Menurut Anton, selama ini adanya pengrusakan rumah karena buntunya komunikasi antar umat beragama.
Oleh karena itu, ujar Anton, ia selalu ditugasi MUI Pusat untuk menyelesaikan silang selisih rumah ibadah di berbagai daerah.
Anton juga menyarankan untuk membangun komunikasi yang lebih intens antar umat beragama. Sehingga bisa terjalin harmonisasi dan kedamaian antar sesama umat beragama.
Apalagi, lanjutnya, Surat Keputusan Bersama (SKB) Menteri yang mengatur pendirian rumah ibadah dengan tanda tangan minimal 60 orang warga sekitar juga tidak berlaku kaku.
Karena jika memang di sekitar tempat tersebut belum ada rumah ibadah padahal sangat dibutuhkan oleh warga setempat maka dengan tanda tangan warga setempat bisa jadi bahan pertimbangan untuk mendirikan rumah ibadah.
“Kasus di Perum Agape Minahasa bisa difasilitasi oleh tokoh-tokoh di Minahasa dengan hasil yang terukur sebagaimana yang pernah saya lakukan ketika menangani kasus Masjid Tolikara Papua,” jelasnya.
Anton menuturkan, saat menangani Masjid Tolikara Papua telah menghasilkan beberapa kesepakatan.
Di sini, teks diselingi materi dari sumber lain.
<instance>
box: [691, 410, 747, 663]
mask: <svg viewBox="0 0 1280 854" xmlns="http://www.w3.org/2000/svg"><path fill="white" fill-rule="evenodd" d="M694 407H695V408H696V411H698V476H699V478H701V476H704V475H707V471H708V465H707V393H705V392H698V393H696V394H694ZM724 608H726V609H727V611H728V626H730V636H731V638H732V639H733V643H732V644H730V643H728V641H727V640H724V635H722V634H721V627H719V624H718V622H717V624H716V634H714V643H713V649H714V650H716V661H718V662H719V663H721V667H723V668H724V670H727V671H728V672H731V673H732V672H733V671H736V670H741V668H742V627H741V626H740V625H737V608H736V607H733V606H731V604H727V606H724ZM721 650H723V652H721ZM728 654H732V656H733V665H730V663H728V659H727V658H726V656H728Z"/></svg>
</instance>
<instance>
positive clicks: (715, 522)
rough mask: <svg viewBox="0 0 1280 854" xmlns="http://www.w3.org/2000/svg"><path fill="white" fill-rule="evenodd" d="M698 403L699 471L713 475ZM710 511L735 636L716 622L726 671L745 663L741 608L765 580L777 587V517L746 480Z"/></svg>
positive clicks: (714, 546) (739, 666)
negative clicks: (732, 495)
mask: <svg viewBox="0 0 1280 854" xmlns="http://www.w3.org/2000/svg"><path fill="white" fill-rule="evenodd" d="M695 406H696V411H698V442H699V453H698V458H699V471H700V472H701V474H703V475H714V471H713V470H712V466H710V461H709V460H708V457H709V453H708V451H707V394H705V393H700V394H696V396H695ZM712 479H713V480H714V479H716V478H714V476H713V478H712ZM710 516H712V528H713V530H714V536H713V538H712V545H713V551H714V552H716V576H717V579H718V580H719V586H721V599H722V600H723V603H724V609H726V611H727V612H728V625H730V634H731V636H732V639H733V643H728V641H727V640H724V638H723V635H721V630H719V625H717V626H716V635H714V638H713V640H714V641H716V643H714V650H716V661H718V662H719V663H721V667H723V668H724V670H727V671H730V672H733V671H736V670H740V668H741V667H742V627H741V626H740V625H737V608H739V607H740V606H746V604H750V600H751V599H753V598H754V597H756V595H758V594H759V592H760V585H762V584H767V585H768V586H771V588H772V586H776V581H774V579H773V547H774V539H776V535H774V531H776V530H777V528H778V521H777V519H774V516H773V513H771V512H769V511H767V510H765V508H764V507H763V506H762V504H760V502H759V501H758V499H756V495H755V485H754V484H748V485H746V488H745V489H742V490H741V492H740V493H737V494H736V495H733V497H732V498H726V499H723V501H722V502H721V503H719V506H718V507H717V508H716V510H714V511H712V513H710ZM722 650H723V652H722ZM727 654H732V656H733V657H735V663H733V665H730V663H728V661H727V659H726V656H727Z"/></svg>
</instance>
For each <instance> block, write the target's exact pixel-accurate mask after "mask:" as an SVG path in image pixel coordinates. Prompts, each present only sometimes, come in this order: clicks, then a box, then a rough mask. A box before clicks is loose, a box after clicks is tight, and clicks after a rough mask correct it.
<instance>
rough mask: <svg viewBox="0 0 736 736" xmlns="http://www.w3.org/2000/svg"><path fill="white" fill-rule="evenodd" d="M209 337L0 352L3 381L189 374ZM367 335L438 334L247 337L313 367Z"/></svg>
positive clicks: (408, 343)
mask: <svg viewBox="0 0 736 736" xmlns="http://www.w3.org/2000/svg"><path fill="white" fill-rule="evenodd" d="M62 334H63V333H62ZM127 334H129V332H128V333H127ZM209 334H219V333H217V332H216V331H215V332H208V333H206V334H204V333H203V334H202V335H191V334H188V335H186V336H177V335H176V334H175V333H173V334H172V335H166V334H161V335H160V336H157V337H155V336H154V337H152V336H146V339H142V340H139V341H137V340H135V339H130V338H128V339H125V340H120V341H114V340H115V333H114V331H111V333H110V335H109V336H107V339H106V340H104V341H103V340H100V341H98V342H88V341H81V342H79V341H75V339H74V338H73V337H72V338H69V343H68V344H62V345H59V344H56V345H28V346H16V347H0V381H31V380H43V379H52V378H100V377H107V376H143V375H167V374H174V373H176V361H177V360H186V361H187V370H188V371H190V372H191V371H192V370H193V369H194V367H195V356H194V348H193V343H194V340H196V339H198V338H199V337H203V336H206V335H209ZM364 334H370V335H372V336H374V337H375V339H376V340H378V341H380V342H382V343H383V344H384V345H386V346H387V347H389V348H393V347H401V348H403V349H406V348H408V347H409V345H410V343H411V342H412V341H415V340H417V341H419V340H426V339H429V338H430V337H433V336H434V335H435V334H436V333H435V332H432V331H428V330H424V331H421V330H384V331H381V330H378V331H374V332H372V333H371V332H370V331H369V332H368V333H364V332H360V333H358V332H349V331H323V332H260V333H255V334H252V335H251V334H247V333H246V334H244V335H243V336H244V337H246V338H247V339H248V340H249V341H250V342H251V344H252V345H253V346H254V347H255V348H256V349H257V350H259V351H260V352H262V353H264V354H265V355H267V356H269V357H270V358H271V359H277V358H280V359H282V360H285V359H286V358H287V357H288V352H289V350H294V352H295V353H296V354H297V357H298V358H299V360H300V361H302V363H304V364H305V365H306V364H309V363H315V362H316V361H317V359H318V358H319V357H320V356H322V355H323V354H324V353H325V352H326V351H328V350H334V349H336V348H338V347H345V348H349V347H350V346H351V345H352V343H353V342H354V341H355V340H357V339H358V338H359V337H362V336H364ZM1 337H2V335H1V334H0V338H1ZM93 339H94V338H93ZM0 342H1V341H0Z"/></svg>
Antara lain, tokoh-tokoh umat Kristen setempat marah dan mengutuk keras perusakan masjid tersebut. Para tokoh juga meminta agar pemda segera menerbitkan ijin pendirian masjid tersebut karena sangat diperlukan umat Islam. Selain itu, para tokoh juga mengganti rugi kerusakan dan akan bantu kelancaran pembangunan masjid.
“Alhamdulillah tidak sampai sebulan Tolikara sudah punya masjid lagi dan lebih bagus lebih strategis,” paparnya.
Terkait kasus perusakan masjid di Minahasa, Anton sudah mendengar bahwa tokoh-tokoh di Minahasa juga sudah sepakat untuk mengganti rugi dan membantu kelancaran pendirian masjid tersebut. Sementara terhadap pelaku perusakan diserahkan yang berwajib yang kini sudah beberapa pelaku yang ditangkap untuk menjalani proses hukum.
“Semua warga negara Indonesia tanpa kecuali wajib melancarkan ibadah sesama WNI karena ini amanah UUD45 dan Pancasila. Jangan hanya berteriak “saya Pancasila” tapi nihil dari sifat-sifat ke 5 sila yang ada di Pancasila,” tegasnya.
Aktivis Islam, organisasi kemasyarakatan Islam, tokoh Islam, para intelektual dan pemuda masjid di Sulawesi utara (Sulut), menyesalkan tindakan oknum yang memasuki dan merusak Masjid Alhidayah di Perumahan Agape, Desa Tumaluntung, Kabupaten Minahasa Utara, Rabu (29/1/2020) malam.
Menurutnya, tindakan tersebut merupakan tindakan barbarian dan penistaan yang mencederai toleransi kehidupan beragama di Sulawesi Utara. Sehingga kerukunan dan persaudaraan di daerah ini tercoreng.